Жанет гостила в её замке в ноябре, вскоре после свадебного позора.
Клотильда, верная своему принципу всегда оставаться в тени и сохранять дружественный нейтралитет, едва ли не первой протянула Жанет руку участия. К тому же, это был повод позлить королеву-мать, которая хорошо помнила, кому Жанет приходится дочерью.
Помимо Жанет в замке было ещё с дюжину знатных гостей. Была та самая герцогиня де Шеврез, чьё поместье вдруг стало камнем преткновения. Был сын герцога д’Эпернона, виконт да ла Валетт, недавно овдовевший, был герцог де Монтрезор.
Во время их пребывания она совершила досадную ошибку, повлекшую за собой обрушение всех её грёз и надежд. До сих пор она корит себя за неуместную вспыльчивость! Гонит воспоминания, чувствуя нестерпимый стыд. Она будто пережила тайный позор.
Накануне она уже почти решилась на великодушную поправку их неравноценной связи, уже выбрала для покупки дом с садом в предместье Сен-Клу, уже готовилась дать распоряжение мэтру Бенедикту.
Но Геро вдруг заупрямился…
Он тогда уже мог чувствовать приближение мигрени, уже был нездоров и пытался защитить, даже не себя, а её от неизбежного разочарования.

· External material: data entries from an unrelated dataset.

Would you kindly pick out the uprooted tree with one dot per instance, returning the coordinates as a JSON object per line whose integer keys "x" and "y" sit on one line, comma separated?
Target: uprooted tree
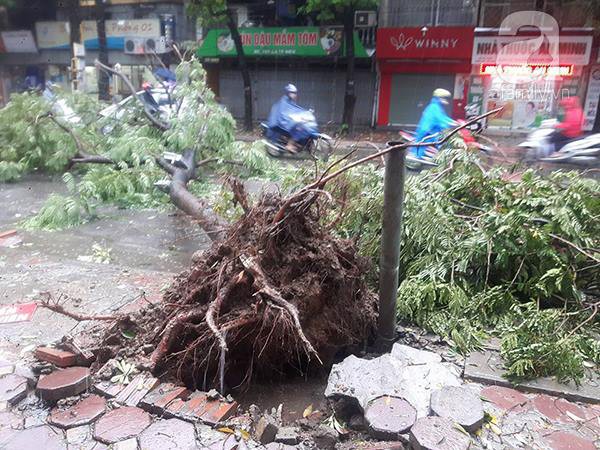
{"x": 283, "y": 284}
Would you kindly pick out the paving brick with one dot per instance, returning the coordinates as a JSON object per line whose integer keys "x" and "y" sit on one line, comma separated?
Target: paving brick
{"x": 13, "y": 388}
{"x": 108, "y": 389}
{"x": 121, "y": 424}
{"x": 562, "y": 440}
{"x": 64, "y": 383}
{"x": 503, "y": 397}
{"x": 158, "y": 398}
{"x": 136, "y": 389}
{"x": 83, "y": 412}
{"x": 59, "y": 358}
{"x": 171, "y": 434}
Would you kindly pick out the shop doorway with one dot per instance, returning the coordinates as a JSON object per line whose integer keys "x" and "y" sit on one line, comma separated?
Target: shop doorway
{"x": 412, "y": 92}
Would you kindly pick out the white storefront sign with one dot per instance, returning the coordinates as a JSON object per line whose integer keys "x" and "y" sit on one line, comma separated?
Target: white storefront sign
{"x": 574, "y": 50}
{"x": 55, "y": 35}
{"x": 19, "y": 41}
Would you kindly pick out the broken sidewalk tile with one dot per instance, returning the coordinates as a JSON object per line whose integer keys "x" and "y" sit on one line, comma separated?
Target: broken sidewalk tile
{"x": 121, "y": 424}
{"x": 487, "y": 367}
{"x": 13, "y": 388}
{"x": 59, "y": 358}
{"x": 287, "y": 435}
{"x": 388, "y": 417}
{"x": 136, "y": 389}
{"x": 43, "y": 437}
{"x": 19, "y": 312}
{"x": 437, "y": 433}
{"x": 459, "y": 404}
{"x": 108, "y": 389}
{"x": 83, "y": 412}
{"x": 503, "y": 397}
{"x": 64, "y": 383}
{"x": 563, "y": 440}
{"x": 158, "y": 398}
{"x": 170, "y": 434}
{"x": 365, "y": 380}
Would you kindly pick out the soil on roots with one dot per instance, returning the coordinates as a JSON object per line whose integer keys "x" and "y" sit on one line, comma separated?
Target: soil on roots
{"x": 267, "y": 301}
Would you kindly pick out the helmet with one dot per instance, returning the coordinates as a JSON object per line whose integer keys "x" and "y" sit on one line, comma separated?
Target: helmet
{"x": 442, "y": 93}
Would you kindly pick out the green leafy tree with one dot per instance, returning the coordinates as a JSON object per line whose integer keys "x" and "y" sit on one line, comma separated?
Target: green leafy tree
{"x": 333, "y": 10}
{"x": 217, "y": 12}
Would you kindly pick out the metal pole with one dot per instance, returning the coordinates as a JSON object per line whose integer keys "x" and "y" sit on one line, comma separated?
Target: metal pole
{"x": 393, "y": 198}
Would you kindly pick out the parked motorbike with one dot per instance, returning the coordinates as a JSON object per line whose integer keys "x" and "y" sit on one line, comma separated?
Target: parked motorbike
{"x": 431, "y": 151}
{"x": 315, "y": 145}
{"x": 584, "y": 150}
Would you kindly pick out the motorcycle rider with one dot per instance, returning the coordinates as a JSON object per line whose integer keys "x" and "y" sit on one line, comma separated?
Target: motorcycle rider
{"x": 433, "y": 120}
{"x": 571, "y": 126}
{"x": 279, "y": 120}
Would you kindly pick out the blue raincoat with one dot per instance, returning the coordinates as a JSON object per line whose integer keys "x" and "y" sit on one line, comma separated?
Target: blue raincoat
{"x": 280, "y": 120}
{"x": 433, "y": 120}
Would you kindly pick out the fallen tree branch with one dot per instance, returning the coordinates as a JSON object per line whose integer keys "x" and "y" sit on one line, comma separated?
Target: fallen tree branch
{"x": 156, "y": 122}
{"x": 263, "y": 286}
{"x": 323, "y": 180}
{"x": 211, "y": 223}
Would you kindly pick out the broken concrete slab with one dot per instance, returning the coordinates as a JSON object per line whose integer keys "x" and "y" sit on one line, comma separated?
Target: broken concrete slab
{"x": 387, "y": 417}
{"x": 137, "y": 389}
{"x": 158, "y": 398}
{"x": 83, "y": 412}
{"x": 437, "y": 433}
{"x": 64, "y": 383}
{"x": 487, "y": 367}
{"x": 121, "y": 424}
{"x": 170, "y": 434}
{"x": 59, "y": 358}
{"x": 459, "y": 404}
{"x": 364, "y": 380}
{"x": 413, "y": 356}
{"x": 13, "y": 388}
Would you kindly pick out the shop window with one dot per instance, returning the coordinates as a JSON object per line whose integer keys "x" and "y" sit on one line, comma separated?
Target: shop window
{"x": 407, "y": 13}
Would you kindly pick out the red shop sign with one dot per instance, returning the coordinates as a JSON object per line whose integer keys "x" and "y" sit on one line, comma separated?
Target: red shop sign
{"x": 418, "y": 43}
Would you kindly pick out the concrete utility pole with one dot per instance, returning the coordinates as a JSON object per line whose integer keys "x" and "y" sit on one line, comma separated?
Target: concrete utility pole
{"x": 391, "y": 235}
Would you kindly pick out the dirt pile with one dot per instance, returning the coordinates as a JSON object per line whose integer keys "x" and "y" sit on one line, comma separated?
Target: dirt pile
{"x": 266, "y": 301}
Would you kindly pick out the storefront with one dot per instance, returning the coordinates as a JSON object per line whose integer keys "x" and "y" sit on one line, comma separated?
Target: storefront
{"x": 412, "y": 62}
{"x": 312, "y": 58}
{"x": 528, "y": 76}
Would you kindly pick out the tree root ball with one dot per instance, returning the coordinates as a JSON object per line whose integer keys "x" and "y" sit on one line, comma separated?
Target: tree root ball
{"x": 268, "y": 300}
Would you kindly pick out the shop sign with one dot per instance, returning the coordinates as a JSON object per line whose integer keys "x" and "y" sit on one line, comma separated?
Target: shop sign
{"x": 19, "y": 41}
{"x": 55, "y": 35}
{"x": 292, "y": 41}
{"x": 591, "y": 101}
{"x": 423, "y": 43}
{"x": 528, "y": 71}
{"x": 532, "y": 50}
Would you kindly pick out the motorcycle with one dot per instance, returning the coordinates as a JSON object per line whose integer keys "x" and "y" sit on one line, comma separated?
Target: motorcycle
{"x": 431, "y": 151}
{"x": 304, "y": 123}
{"x": 584, "y": 150}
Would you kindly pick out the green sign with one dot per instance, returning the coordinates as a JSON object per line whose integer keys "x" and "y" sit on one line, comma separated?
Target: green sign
{"x": 292, "y": 41}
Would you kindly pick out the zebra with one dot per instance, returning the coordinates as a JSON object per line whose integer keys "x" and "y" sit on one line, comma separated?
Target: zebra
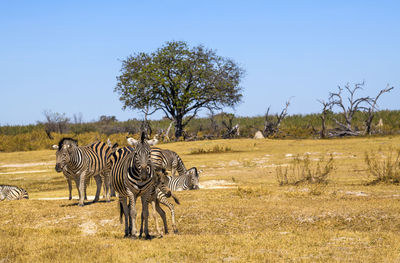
{"x": 188, "y": 181}
{"x": 84, "y": 162}
{"x": 70, "y": 176}
{"x": 162, "y": 193}
{"x": 170, "y": 160}
{"x": 9, "y": 192}
{"x": 133, "y": 175}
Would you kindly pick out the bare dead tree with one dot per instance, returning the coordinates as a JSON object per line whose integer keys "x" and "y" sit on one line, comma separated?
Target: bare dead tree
{"x": 55, "y": 122}
{"x": 231, "y": 130}
{"x": 78, "y": 118}
{"x": 326, "y": 107}
{"x": 272, "y": 123}
{"x": 354, "y": 104}
{"x": 165, "y": 136}
{"x": 372, "y": 109}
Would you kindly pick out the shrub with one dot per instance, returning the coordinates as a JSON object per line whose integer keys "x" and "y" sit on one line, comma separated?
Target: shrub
{"x": 303, "y": 170}
{"x": 215, "y": 149}
{"x": 384, "y": 167}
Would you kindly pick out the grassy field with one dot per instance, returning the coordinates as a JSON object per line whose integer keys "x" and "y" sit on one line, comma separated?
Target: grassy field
{"x": 254, "y": 220}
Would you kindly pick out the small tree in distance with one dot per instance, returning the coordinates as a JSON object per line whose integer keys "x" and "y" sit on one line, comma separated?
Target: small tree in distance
{"x": 179, "y": 81}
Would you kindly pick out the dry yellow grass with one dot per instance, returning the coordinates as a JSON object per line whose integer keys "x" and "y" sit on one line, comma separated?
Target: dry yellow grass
{"x": 256, "y": 220}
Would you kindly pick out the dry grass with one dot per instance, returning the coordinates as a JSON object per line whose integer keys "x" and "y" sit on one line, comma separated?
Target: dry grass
{"x": 303, "y": 170}
{"x": 384, "y": 166}
{"x": 258, "y": 220}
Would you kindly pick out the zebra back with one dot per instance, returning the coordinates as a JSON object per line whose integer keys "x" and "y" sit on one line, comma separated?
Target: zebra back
{"x": 92, "y": 158}
{"x": 117, "y": 162}
{"x": 10, "y": 192}
{"x": 187, "y": 181}
{"x": 140, "y": 170}
{"x": 168, "y": 160}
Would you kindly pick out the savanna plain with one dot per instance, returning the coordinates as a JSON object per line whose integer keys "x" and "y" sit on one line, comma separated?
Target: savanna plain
{"x": 240, "y": 214}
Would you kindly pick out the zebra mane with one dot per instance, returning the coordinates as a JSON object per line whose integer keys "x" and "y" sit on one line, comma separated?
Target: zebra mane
{"x": 195, "y": 171}
{"x": 63, "y": 140}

Последовавший в ту ночь приступ это подтверждает.
Она чувствовала себя виноватой, её терзали угрызения совести. Она себя ненавидела и потому допустила к нему чужого врача.
Как вовремя это случилось!
Жанет тоже занемогла. Да, да, она отказалась покидать свои апартаменты наутро после той ночи. И потребовала своего врача. И только по прошествии стольких месяцев она, слывшая особой проницательной, сопоставила два этих факта.
Вновь совпадение! Совпадение, в которое она тем более не поверит.